Loan-to-Value (LTV) Calculator

Calculate your loan-to-value (LTV) ratio by comparing the loan amount to the appraised property value. A lower LTV often means better mortgage rates and a higher chance of approval.

Loan-to-Value (LTV)80%
Equity (Down Payment)
$60,000.00
Equity Percentage
20%

LTV = loan amount divided by appraised property value. Lenders typically prefer an LTV of 80% or lower; above that you may need private mortgage insurance (PMI).

What the Loan-to-Value (LTV) Calculator Does

This loan-to-value calculator measures how much of a property's value you are financing with a loan. You enter the loan amount and the property value (the purchase price or appraised value, whichever lenders use), and it returns your LTV ratio as a percentage.

It is useful for anyone applying for or refinancing a mortgage, home equity loan, or auto loan. Lenders rely on LTV to gauge risk: a lower ratio means more of your own money is invested, so it influences whether you are approved, the interest rate you are offered, and whether you must pay private mortgage insurance (PMI).

How the LTV Ratio Is Calculated

The formula is simple:

LTV = (Loan Amount / Property Value) x 100

The property value is normally the lower of the purchase price and the appraised value. Your down payment is the remaining share, so a 20% down payment produces an 80% LTV. For refinancing, the loan amount is the outstanding balance you want to refinance rather than a new purchase loan.

When you carry more than one loan against the same property, lenders also look at the combined loan-to-value (CLTV), which adds every loan secured by the home and divides by the value.

Worked Example With Real Numbers

Suppose you are buying a home priced at $300,000 and you have $45,000 for a down payment. You need to borrow the remaining $255,000.

LTV = ($255,000 / $300,000) x 100 = 85%

An 85% LTV is above the common 80% threshold, so the lender would likely require PMI until the balance is paid down. If you increased your down payment to $60,000, the loan would be $240,000 and the LTV would fall to exactly 80% ($240,000 / $300,000), typically avoiding PMI.

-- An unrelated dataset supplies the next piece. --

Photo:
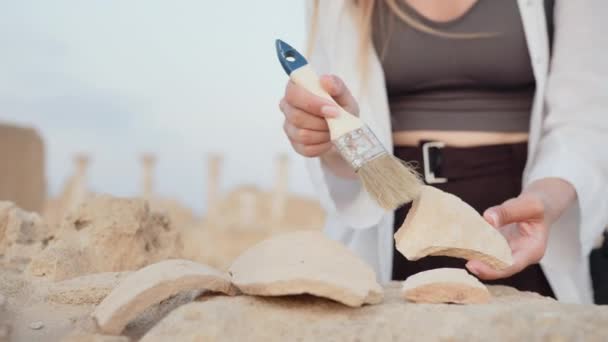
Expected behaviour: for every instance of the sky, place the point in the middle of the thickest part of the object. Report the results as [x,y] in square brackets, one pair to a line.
[181,79]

Why the 80% Threshold Matters

The 80% mark is a widely used cutoff for conventional mortgages. At or below it, you usually skip PMI; above it, lenders treat the loan as higher risk.

Key effects of a higher LTV include:

  • PMI: An LTV above 80% on a conventional loan generally triggers private mortgage insurance, an added monthly cost.
  • Interest rate: Higher LTV often means a higher rate, since the lender's exposure is greater.
  • Approval: Some loan programs cap LTV (for example, many lenders limit cash-out refinances to around 80%).
  • PMI removal: As you pay down the balance and the LTV drops, you can often request PMI cancellation near 80%, and it is typically removed automatically at 78%.

Tips and Common Mistakes

Use the correct property value. Lenders base LTV on the appraised value or purchase price, not on an optimistic estimate of what your home might be worth.

Watch these common errors:

  • Forgetting that a low appraisal raises your LTV, which can derail an approval or force a larger down payment.
  • Confusing LTV with CLTV when you have a second mortgage or HELOC; both loans count toward the combined figure.
  • Including closing costs in the loan amount only if they are actually financed, since rolling them in raises your LTV.
  • Assuming PMI is permanent; rising property values or extra principal payments can bring your LTV below 80%.

Factors That Affect Your LTV

Two things move your LTV: the loan amount and the property value. Increasing your down payment, paying down principal faster, or buying a home that appraises higher all lower the ratio. A falling market or a low appraisal pushes it higher.

Because LTV shapes your rate, insurance costs, and eligibility, it is worth modeling a few down payment scenarios with this calculator before you commit. Even a small change in the amount you put down can move you across the 80% line and meaningfully change your monthly payment.

Frequently asked questions

What is a good LTV ratio?

An LTV of 80% or lower is generally considered good. It usually unlocks better interest rates and lets you avoid private mortgage insurance (PMI).

How is LTV calculated?

Divide the loan amount by the appraised value of the property, then multiply by 100 to express it as a percentage. For example, a $240,000 loan on a $300,000 home is 80%.

Why does LTV matter to lenders?

A higher LTV means the borrower has less equity, so the loan is riskier for the lender. Higher-risk loans often come with higher rates or extra insurance requirements.

Should I use the purchase price or appraised value?

Lenders use the lower of the purchase price or the independent appraisal. Enter the appraised value here for the most accurate LTV.